The major difference in minimally invasive technologies and others is that the normal tissues are not injured. In true minimally invasive surgery, the blood supply and the nerve supply to the normal tissue is left intact. The only tissue addressed is the pathologic tissue causing pain. Because of these techniques, there is very little blood loss and no other soft tissue injury resulting in significantly faster recovery. In addition to the more rapid recovery, the ultimate outcomes are far more predictable; therefore, we get the best of both worlds, a predictable, successful outcome with a rapid recovery. This is truly “smart” technology.
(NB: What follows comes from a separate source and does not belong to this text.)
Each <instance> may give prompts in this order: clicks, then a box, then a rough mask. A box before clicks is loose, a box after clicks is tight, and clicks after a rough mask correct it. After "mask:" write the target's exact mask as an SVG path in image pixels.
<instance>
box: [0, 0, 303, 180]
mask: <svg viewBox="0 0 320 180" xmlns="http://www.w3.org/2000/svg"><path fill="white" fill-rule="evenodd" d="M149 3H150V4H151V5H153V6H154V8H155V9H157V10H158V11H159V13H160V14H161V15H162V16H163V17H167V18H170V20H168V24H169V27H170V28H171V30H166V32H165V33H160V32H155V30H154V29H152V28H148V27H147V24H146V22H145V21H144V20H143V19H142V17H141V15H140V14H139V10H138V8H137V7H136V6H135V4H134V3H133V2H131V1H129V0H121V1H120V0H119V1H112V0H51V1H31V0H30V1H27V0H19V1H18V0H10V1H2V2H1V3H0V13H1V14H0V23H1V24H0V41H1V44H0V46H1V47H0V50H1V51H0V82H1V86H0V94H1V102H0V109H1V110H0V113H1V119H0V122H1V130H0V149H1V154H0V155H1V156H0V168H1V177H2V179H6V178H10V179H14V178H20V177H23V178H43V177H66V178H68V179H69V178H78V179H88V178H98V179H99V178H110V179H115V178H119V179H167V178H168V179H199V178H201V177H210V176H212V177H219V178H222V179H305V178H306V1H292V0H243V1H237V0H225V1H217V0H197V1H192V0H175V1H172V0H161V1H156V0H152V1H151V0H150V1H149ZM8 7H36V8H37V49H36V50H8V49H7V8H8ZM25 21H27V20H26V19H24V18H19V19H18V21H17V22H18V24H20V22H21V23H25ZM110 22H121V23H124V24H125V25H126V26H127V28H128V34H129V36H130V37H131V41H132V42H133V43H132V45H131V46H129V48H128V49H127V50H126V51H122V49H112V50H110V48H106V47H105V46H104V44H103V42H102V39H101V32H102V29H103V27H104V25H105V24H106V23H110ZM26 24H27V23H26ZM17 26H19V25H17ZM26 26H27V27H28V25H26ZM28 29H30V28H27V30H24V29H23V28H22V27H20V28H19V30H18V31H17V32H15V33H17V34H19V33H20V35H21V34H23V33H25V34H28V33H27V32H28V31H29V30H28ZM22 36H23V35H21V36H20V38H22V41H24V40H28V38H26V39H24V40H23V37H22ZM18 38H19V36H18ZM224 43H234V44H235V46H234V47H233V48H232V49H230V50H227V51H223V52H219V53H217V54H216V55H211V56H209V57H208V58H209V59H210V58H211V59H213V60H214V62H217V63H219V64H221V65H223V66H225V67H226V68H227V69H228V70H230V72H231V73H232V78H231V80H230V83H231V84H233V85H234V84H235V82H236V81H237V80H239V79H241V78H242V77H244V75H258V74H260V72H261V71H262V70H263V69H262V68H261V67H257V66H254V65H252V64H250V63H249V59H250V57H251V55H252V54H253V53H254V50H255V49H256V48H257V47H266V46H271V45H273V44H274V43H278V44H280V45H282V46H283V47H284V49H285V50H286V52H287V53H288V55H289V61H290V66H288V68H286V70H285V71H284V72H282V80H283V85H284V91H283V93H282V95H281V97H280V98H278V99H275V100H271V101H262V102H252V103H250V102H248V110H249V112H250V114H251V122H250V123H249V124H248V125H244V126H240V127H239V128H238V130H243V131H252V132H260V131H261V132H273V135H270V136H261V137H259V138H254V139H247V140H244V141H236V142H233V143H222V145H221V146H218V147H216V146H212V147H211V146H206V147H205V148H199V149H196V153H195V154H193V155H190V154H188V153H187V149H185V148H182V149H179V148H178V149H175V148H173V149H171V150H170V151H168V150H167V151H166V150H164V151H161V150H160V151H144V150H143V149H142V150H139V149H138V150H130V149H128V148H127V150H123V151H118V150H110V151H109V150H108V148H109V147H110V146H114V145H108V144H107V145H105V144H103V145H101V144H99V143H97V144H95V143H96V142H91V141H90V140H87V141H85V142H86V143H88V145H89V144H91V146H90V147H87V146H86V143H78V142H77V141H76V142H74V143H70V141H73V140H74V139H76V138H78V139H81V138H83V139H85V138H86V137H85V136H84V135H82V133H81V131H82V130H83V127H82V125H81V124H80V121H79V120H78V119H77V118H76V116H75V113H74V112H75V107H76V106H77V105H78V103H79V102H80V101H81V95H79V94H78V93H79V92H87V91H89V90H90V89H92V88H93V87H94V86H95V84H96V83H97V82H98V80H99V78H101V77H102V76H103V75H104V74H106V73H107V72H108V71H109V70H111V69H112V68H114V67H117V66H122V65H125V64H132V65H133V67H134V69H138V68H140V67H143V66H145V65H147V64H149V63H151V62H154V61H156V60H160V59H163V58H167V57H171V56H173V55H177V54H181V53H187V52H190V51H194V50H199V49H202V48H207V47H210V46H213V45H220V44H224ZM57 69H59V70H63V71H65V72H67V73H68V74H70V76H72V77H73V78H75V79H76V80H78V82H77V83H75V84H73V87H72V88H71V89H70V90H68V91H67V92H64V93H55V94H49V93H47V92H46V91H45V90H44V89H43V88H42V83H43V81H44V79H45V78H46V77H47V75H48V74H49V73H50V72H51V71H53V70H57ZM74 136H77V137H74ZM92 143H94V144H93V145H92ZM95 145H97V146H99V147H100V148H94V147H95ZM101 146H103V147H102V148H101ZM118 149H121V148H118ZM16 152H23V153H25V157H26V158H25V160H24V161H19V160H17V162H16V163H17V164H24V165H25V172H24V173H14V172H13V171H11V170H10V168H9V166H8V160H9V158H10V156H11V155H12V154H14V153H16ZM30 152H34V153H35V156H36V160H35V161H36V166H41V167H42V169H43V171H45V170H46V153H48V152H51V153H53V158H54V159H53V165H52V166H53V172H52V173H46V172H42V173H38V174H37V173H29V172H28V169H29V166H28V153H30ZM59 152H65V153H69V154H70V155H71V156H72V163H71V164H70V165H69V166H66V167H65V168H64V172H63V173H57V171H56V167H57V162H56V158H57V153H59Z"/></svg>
Because the surgical techniques are so focused on the specific pain pathologies (pain generator), we require much more thorough diagnostic testing. We call this pain mapping. A diagnostic work-up includes a thorough history and physical, an appropriate imaging study (or complimentary imaging studies), and diagnostic injections. These injections either anesthetize or stimulate the potentially painful tissue in order to validate the source of pain. There are other more specialized diagnostic tests that can also be performed if circumstances warrant their use. Once an accurate diagnosis is made, specific treatment options are discussed with the patient including outcome data when available in order to help them make an informed decision.
There are many doctors claiming to perform minimally invasive surgery. However, there are only a few that actually do. A weekend course does not adequately prepare a surgeon to understand Minimal Access Spine Technology (MAST) thought processes, pain mapping, and especially the specific surgical techniques and tools. The use of an operative microscope is not necessarily minimally invasive surgery. It is the entire approach of accurate diagnosis, specific treatment options, precision surgery, and spine directed rehabilitation that makes it work. Without all elements of the care working complementary, it is not minimally invasive surgery.